CIUDAD DE MÉXICO.- La secretaria de Medio Ambiente y Recursos Naturales (Semarnat), Alicia Bárcena, informó que frente a las costas de Quintana Roo actualmente navegan alrededor de 90 mil toneladas de sargazo, de las cuales unas 9 mil toneladas llegan diariamente a las playas, por lo que el Gobierno de México busca incrementar la recolección de la macroalga en altamar para reducir su impacto ambiental.
Durante la conferencia matutina de la presidenta Claudia Sheinbaum, la funcionaria calificó la situación como “gravísima” y explicó que la meta es pasar de recolectar alrededor de 2 mil 500 toneladas a unas 6 mil toneladas diarias antes de que el sargazo toque tierra.
Bárcena señaló que, una vez en las playas, la macroalga se descompone y genera ácido sulfhídrico, un gas tóxico que representa riesgos para el ambiente y la salud, por lo que destacó la importancia de retirarla en el mar con el apoyo de embarcaciones de la Secretaría de Marina, incluida una que opera actualmente y otra que será trasladada desde el Pacífico.
Como parte de la estrategia, anunció que se impulsa la creación de un parque de economía circular en Puerto Morelos para aprovechar el sargazo como materia prima en la elaboración de diversos productos.
Indicó que varias empresas ya manifestaron su interés en participar en el proyecto para producir biomasa, energía y artículos como sandalias y cosméticos a partir de la macroalga.
La titular de Semarnat destacó además el trabajo que realiza la empresa Carbonwave en Puerto Morelos, donde opera una planta que transforma el sargazo recolectado por la Marina en biofertilizante, producto que actualmente se exporta a Estados Unidos y cuyo modelo se busca replicar en otros puntos de Quintana Roo.

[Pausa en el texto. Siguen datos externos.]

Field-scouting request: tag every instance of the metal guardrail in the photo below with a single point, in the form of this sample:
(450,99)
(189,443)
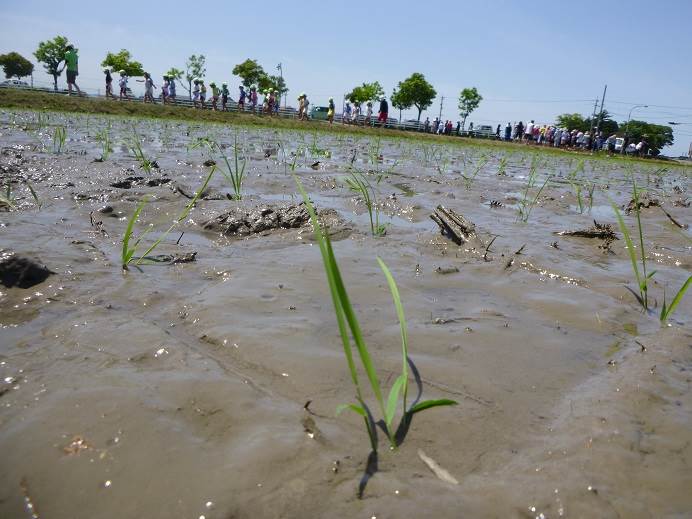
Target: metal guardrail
(286,112)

Asimismo, hizo un llamado al sector hotelero para sumarse a la recolección del sargazo en altamar, con el objetivo de evitar que llegue a las playas y promover que la macroalga sea considerada un recurso aprovechable y no un residuo.
Por su parte, la presidenta Claudia Sheinbaum reconoció que el principal desafío es contar con suficientes embarcaciones e infraestructura para capturar el sargazo antes de que alcance la costa, aunque coincidió en que su aprovechamiento para generar biomasa, materiales de construcción y otros productos representa una oportunidad para impulsar la economía circular.